Congress, the media and ordinary American citizens have petitioned the executive branch for access to hidden data relating to 9/11. The CIA and Pentagon still doesn’t want anyone to see what’s in its video and report data on 9/11. Senator Ron Wyden, and others who have inquired — including a host of media — have all been denied access.
Senator Hillary Clinton wanted to know more about the Pentagon’s contingency plan for withdrawing troops from Iraq. The Undersecretary of Defense sent Hillary a letter on July 16, 2007 stating her request “reinforces enemy propaganda.”
The next day (July 17, 2007) the president signed an Executive Order that gave authority to the Secretary of Defense (State and Treasury secretaries also) to “block property of certain persons who threaten stabilization efforts in Iraq.” This order specifically targets American citizens. Hillary made a public statement expressing her own discontent. The Secretary of Defense got involved in the public dispute and not much has been said since.

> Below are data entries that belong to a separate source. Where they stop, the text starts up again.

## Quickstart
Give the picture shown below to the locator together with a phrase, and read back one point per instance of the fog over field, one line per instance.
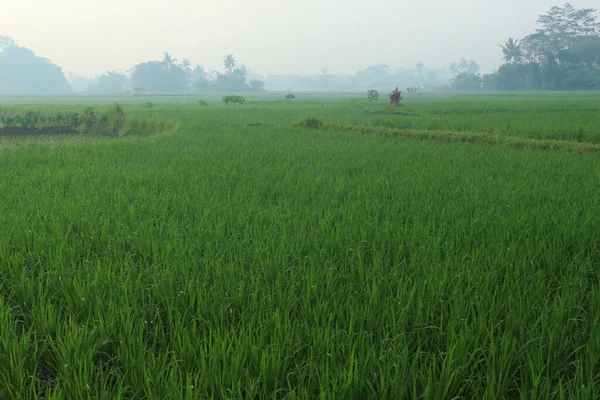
(90, 37)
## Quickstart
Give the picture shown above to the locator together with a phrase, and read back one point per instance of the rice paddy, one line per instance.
(445, 249)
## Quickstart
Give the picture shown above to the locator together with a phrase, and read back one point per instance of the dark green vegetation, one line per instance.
(235, 259)
(113, 122)
(562, 54)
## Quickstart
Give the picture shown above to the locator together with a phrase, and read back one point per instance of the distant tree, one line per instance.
(473, 67)
(230, 63)
(159, 76)
(467, 82)
(256, 86)
(564, 53)
(396, 97)
(23, 72)
(199, 79)
(372, 95)
(454, 68)
(111, 82)
(489, 82)
(512, 51)
(168, 60)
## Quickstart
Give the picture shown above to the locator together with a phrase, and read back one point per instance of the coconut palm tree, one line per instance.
(512, 51)
(168, 60)
(230, 63)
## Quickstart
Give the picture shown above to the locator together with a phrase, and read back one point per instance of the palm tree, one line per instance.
(453, 68)
(229, 62)
(168, 60)
(242, 70)
(473, 67)
(512, 51)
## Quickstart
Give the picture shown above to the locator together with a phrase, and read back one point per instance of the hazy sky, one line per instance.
(270, 36)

Thus far, we have seen time and again where Congress and the executive branch have butted heads. And in each instance, the executive branch has won. There are many more confrontations than the ones above that could be cited as examples of the executive branch claiming extraordinary privileges while Congress complains and does nothing.

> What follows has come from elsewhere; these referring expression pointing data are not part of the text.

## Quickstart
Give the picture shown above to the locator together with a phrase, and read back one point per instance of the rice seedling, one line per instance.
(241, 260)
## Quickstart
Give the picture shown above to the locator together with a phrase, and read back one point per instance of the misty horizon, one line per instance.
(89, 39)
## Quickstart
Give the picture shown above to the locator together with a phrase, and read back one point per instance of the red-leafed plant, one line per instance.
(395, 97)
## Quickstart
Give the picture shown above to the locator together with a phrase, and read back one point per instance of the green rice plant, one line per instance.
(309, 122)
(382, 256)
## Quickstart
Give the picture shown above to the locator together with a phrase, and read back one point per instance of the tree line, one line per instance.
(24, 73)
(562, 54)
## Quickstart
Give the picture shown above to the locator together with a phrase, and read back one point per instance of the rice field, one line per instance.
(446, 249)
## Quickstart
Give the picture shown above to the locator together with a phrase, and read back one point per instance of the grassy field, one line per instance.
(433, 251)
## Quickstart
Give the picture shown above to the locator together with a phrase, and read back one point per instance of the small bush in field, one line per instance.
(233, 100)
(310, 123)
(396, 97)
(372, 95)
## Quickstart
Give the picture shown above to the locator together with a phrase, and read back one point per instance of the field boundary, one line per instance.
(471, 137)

But those examples merely show one side of the picture of a Republican leadership that does what it wants, when it wants and how it wants. The Democrats, on the other hand, seem to do little more than whine about what the leaders in the White House, and the GOP, are doing to undermine America.
Even as a Republican — and a conservative one to boot — I can clearly see the legitimate points made by Democratic leaders. But, there is yet another point to be made. And you won’t hear it from the Democrats.
Inherent in the power of Congress is the power to declare war … and to end it. No Democrat has sought to exercise that authority even as its party leadership bitterly complains about the manner in which the president and his administration have run roughshod over the U.S. Constitution and international laws as well.
Inherent in the power of Congress is the ability to impeach and remove executive leaders who have misled the American people into an illegal, illicit, unjust and immoral war. The cost of the war in lives and money is incalculable. The number of lies and deliberate deception is, however, well documented.
Additionally, Congress has the ability to seek its own independent investigation into whether the U.S. truly was attacked by rogue terrorists on 9/11 or if there was some complicit involvement by the executive branch. If it turns out to be as one former national security adviser testified before a senate committee earlier this year, the people could discover that our own government created the horrific scenes we witnessed that day. Numerous questions still remain and millions of citizens have constantly called for a real investigation.
Congress — in particular the whining Democrats opposing the leadership in the White House — have ignored the cries of the people.
Inherent in the power of Congress is the ability to impeach the vice president. Congressman Dennis Kucinich introduced a bill to impeach the vice president — warning that if the president was impeached first, Dick Cheney would simply move up. But if Cheney is impeached, then Congress can impeach the president immediately thereafter, causing a monumental shift in leadership.